New York's substantive law also presents distinct challenges. In motor vehicle cases, the no-fault system under Insurance Law Article 51 provides first-party benefits regardless of fault, but limits the right to sue for non-economic damages unless the plaintiff establishes a "serious injury" under one of nine statutory categories. This threshold — codified at Insurance Law Section 5102(d) — requires medical evidence showing more than a minor or subjective injury, and courts have developed detailed standards for each category. Fractures must be documented through imaging studies. Claims of permanent consequential limitation or significant limitation of use require quantified range-of-motion testing with comparison to norms. The 90/180-day category demands proof that the plaintiff was unable to perform substantially all of their usual daily activities for at least 90 of the 180 days following the accident.
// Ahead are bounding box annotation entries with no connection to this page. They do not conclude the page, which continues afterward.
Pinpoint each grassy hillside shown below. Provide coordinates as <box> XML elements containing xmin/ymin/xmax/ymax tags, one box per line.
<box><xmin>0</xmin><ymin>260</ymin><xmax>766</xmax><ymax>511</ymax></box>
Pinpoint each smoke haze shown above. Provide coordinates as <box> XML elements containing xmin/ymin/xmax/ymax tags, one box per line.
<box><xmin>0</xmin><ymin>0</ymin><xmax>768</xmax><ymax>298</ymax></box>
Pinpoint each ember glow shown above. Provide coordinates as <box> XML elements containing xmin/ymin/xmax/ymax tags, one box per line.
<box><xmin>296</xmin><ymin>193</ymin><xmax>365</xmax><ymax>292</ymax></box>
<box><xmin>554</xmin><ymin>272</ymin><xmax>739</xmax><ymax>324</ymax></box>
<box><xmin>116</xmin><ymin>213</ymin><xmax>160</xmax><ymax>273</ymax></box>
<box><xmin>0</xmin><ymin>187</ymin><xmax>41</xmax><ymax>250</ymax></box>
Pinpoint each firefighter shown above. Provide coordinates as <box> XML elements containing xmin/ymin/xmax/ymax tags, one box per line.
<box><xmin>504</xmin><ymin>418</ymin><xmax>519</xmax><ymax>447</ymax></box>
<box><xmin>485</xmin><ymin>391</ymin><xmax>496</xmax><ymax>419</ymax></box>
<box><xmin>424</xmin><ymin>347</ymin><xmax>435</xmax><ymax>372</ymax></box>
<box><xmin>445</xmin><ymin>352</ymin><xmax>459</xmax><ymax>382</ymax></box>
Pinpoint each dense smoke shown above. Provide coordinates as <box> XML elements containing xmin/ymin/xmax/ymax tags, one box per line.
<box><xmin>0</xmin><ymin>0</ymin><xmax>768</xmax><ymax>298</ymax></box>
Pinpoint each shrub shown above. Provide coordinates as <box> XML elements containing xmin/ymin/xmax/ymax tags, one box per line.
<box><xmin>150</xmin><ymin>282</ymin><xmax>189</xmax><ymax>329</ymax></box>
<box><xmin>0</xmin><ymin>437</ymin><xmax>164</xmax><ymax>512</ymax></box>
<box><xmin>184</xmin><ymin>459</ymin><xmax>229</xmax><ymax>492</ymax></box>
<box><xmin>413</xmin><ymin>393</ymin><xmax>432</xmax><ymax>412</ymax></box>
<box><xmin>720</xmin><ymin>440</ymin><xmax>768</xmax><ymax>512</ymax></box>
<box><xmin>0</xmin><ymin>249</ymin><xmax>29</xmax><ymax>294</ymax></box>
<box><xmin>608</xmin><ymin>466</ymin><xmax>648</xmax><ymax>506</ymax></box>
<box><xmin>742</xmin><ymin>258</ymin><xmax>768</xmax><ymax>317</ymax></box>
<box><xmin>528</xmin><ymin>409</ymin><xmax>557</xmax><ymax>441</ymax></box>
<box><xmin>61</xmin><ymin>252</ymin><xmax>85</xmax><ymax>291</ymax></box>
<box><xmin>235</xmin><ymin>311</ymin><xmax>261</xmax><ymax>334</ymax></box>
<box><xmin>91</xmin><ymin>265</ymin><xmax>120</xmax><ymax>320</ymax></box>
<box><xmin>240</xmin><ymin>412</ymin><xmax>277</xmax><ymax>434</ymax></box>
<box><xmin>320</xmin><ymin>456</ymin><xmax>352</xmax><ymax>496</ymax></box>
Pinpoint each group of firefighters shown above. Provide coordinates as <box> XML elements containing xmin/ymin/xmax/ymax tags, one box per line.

In employment discrimination cases, the legal standards vary depending on whether the claim arises under state or local law. The New York State Human Rights Law employs a burden-shifting framework: the plaintiff must first establish a prima facie case by showing membership in a protected class, qualification for the position, an adverse employment action, and circumstances giving rise to an inference of discrimination. The burden then shifts to the employer to articulate a legitimate, non-discriminatory reason for its decision. If the employer meets this burden, the plaintiff must demonstrate that the stated reason is pretextual. The New York City Human Rights Law, by contrast, applies a broader standard, asking whether the plaintiff was treated less well than other employees because of a protected characteristic.